This project focuses on developing and fine-tuning a question-answering (QA) information retrieval system to help customers find information about various medical equipments. The system is built using the multi-qa-distilbert-cos-v1 sentence-transformer model and fine-tuned on a custom dataset of 324 documents and 963 queries that emulate real customer inquiries about the company's products.
To develop the system, we first generate a document corpus from tabular data and create synthetic queries using a large language model (LLM) within our local Python computing environment. We then evaluate pre-trained sentence-transformer models from HuggingFace, perform Bayesian optimization for hyperparameter tuning, and fine-tune the most promising model using our synthesized document-query dataset.
The fine-tuned DistilBERT model consistently outperformed other pre-trained models on a holdout test set across various performance metrics, showcasing the effectiveness of the fine-tuning process and the model's adaptability to the specific domain and data characteristics.
Below, you'll find information on where to locate specific files:
-
notebooks/qa_system.ipynb
: This Jupyter Notebook contains the majority of the code used in the project, including data cleaning, query generation using OLLaMA, significance testing, Bayesian optimization, and fine-tuning of the selected model. -
docs/
: The "docs" folder contains the following important documents:Capstone_Final_Report.pdf
: The final report for this capstone project, detailing the project's objectives, methodology, results, and conclusions.Capstone_3_Presentation.pptx
: The PowerPoint slides used for the capstone project presentation.Capstone_3_Presentation.pdf
: A PDF version of the capstone project presentation slides.Project Proposal.docx
: The initial project proposal document, outlining the project's objectives and intended deliverables.
-
images/
: The "images" folder contains various plots and charts generated throughout the project.
Feel free to explore these resources to gain a deeper understanding of the project's implementation, findings, and deliverables.
The project utilizes two datasets that were created from a portion of the company's catalog:
probes.csv
: This dataset contains information about various ultrasound probes, including the probe model, manufacturer, compatible systems, array type, frequency range, and stock availability.systems.csv
: This dataset contains information about different ultrasound systems, including the system model, manufacturer, and compatible probes.
To prepare the data for the QA system, the tabular data from probes.csv
and systems.csv
was converted into human-readable text documents.
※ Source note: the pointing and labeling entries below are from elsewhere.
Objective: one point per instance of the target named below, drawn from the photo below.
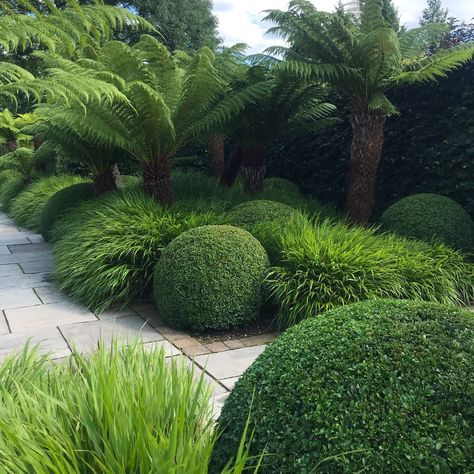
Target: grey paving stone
(217, 388)
(50, 341)
(18, 298)
(229, 383)
(54, 314)
(86, 336)
(3, 324)
(49, 293)
(114, 313)
(224, 365)
(39, 266)
(32, 280)
(28, 248)
(13, 238)
(35, 238)
(10, 269)
(43, 255)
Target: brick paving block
(217, 347)
(258, 340)
(234, 344)
(196, 350)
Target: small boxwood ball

Each row, column, and cell was transcribed into sentences using a python script.
A large language model (LLM), llama3, was utilized to generate a diverse set of synthetic questions based on the information provided in each document. The prompt template provided examples of concise, answerable questions based on the information within each document. The model was instructed to generate three questions per document and structure its response as a numbered list.
prompt = """
Generate three concise questions that can be answered using the following information, similar to the example provided.
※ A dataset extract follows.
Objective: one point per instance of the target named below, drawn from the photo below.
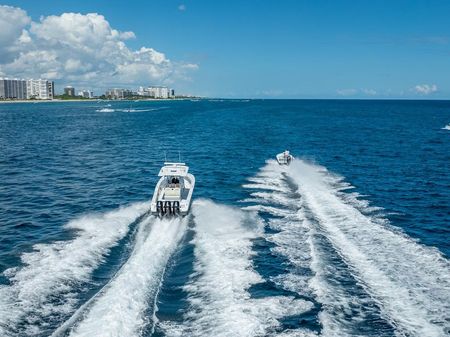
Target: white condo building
(86, 93)
(40, 89)
(156, 92)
Provide only the questions, numbered as follows:
1. [insert question here]
2. [insert question here]
3. [insert question here]
Example 1:
Information: The manufacturer of the C3 probe is ATL.
Questions:
1. Who is the manufacturer of the C3 probe?
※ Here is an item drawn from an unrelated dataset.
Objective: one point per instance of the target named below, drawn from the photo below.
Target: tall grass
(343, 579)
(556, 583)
2. Who makes the C3 transducer?
3. Is the C3 probe made by ATL?
Information: {document}
Questions:
"""
-
A regular expression function was created to look for a sequence of a number followed by a period, whitespace, and then capture the text until the first question mark. This allowed us to parse the outputs, map each question onto its corresponding document and tags, and create a training dataset containing question-document pairs.
-
Another LLM prompt was employed to score each question-document pair based on its relevance. Any question-document pairs deemed irrelevant were manually reviewed and re-scored if necessary. These pairs were then merged back into the final dataset.
The final fine-tuning dataset comprised 963 queries and a corpus of 324 documents.
Three pre-trained embedding models from Hugging Face were evaluated: all-mpnet-base-v2, multi-qa-mpnet-base-dot-v1, and multi-qa-distilbert-cos-v1.
To compare the performance of the pre-trained embedding models across different question types, a Levene's test was conducted to evaluate the homogeneity of variances across models, and the null hypothesis was rejected. Subsequently, a Friedman test (non-parametric repeated measures ANOVA) was performed, followed by Nemenyi post-hoc tests. Out of the eight question categories, six yielded significant differences.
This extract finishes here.